After culturing for 20 h, suspensions with a final concentration of 1×106 colony-forming units (CFU)/ml were collected. For each microbial strain, 100 µl aliquots of prepared suspension were added to 96-well plates and 100 µl aliquots containing different concentrations of GEP diluted in PBS were added to the wells (1.127, 2.254, 4.508, 6.762, 9.016, 11.270 and 13.524 mg/ml of GEP for C. albicans and 1.803, 2.254, 2.705, 3.156, 3.606, 4.057 and 4.508 mg/ml of GEP for E. coli, S. aureus and P. aeruginosa); 100 µl of PBS was added to the negative control wells and 100 µl of 75% ethanol (analytical pure) was added to the positive control wells. The plates were cultured for 24 h at 37°C (bacterial strains) or 28°C (C. albicans), and 20 µl of 0.2% triphenyltetrazolium chloride (Sigma-Aldrich; Merck KGaA) was added to the bacterial suspensions and 20 µl of 5 mg/ml MTT was added to the fungal suspensions, as previously described (21,22).

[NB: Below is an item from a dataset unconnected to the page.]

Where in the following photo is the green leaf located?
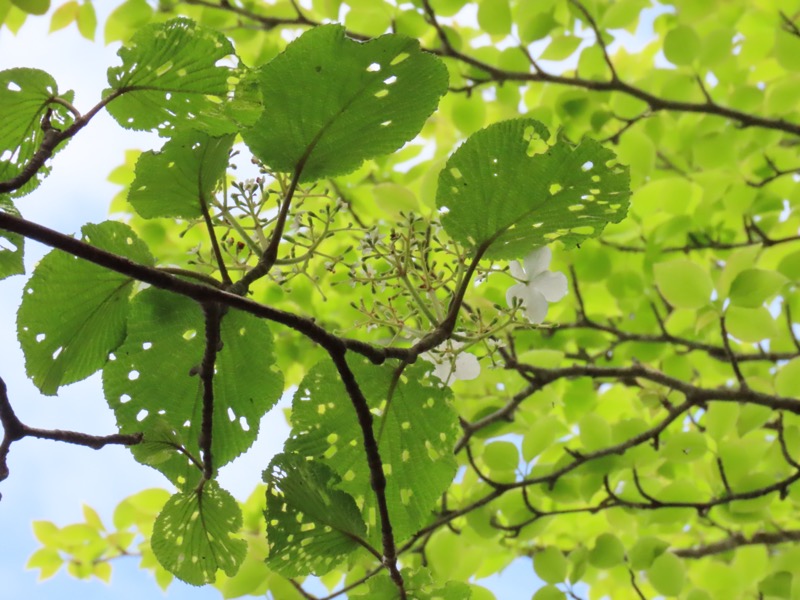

The plates were incubated for a further 4 h in darkness. MIC was defined as the minimum concentration of GEP that completely inhibited cell viability, as shown by the absence of formazan crystal formation. After observation, formazan crystals were dissolved using DMSO and were measured at 490 nm for the three bacterial strains and 570 nm for C. albicans. The same results were obtained from analysis under a microscope.

Construction of growth curves

In total, 20 ml of bacterial or fungal suspensions (1×106 CFU/ml) was mixed with 20 ml of 2X MIC GEP (1X MIC treated group) or PBS (Control group), and cultured at the aforementioned temperatures. The optical density at 600 nm was determined using 1 ml of mixture using a Synergy HT Multi-detection microplate reader (Omega Bio-Tek, Inc.) at 0, 1, 2, 4, 6, 8 and 10 h for E. coli and P. aeruginosa, and 0, 1, 2, 4, 6, 8, 12, 16 and 20 h for C. albicans and S. aureus.

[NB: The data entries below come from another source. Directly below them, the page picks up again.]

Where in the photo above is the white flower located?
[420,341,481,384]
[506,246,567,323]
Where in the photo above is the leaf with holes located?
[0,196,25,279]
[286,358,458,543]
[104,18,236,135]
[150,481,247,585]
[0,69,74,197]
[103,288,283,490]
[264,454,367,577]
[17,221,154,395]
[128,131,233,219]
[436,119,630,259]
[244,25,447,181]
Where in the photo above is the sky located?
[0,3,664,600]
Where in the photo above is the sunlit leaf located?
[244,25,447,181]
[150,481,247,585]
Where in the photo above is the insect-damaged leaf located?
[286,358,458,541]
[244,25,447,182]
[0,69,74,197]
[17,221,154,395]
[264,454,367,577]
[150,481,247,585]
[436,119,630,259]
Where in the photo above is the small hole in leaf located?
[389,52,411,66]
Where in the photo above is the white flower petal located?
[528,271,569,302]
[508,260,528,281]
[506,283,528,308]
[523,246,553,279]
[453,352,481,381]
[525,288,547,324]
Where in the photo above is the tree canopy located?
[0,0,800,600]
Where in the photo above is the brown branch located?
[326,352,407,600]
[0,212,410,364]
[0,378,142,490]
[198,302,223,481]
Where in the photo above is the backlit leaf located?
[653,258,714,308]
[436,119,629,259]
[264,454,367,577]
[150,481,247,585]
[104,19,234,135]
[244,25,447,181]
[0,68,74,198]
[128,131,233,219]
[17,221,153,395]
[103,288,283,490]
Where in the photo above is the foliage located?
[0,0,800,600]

Scanning electron microscopy (SEM) analysis

The bacterial and fungal suspensions at a final density of 5×105 CFU/ml mixed with GEP (1X MIC treatment group) or an equal volume of PBS (Control group) were incubated for 16 h at 37°C (bacterial strains) or 28°C (C. albicans). After centrifugation at 604 × g at room temperature for 5 min and washing with PBS three times, the collected precipitates were fixed with 2.5% (v/v) glutaraldehyde for 2 h at 4°C, dehydrated by an ascending series of ethanol washes (30–100%), freeze-dried and gold-sputtered. Samples were observed by SEM using a Hitachi X650 (Hitachi, Ltd.).

Determination of optical density (OD) at 260 nm to detect DNA and RNA

The bacterial and fungal suspensions (final density, 5×105 CFU/ml) mixed with GEP (1X MIC treatment group) or PBS (Control group) were incubated for 0 or 2 h. At each time point, 1 ml of mixture was removed, centrifuged at 9,660 × g at room temperature for 10 min and the resulting supernatant passed through a microporous filter (0.22 µm; EMD Millipore). The optical density of the resulting supernatant was measured at 260 nm using a microplate reader (23).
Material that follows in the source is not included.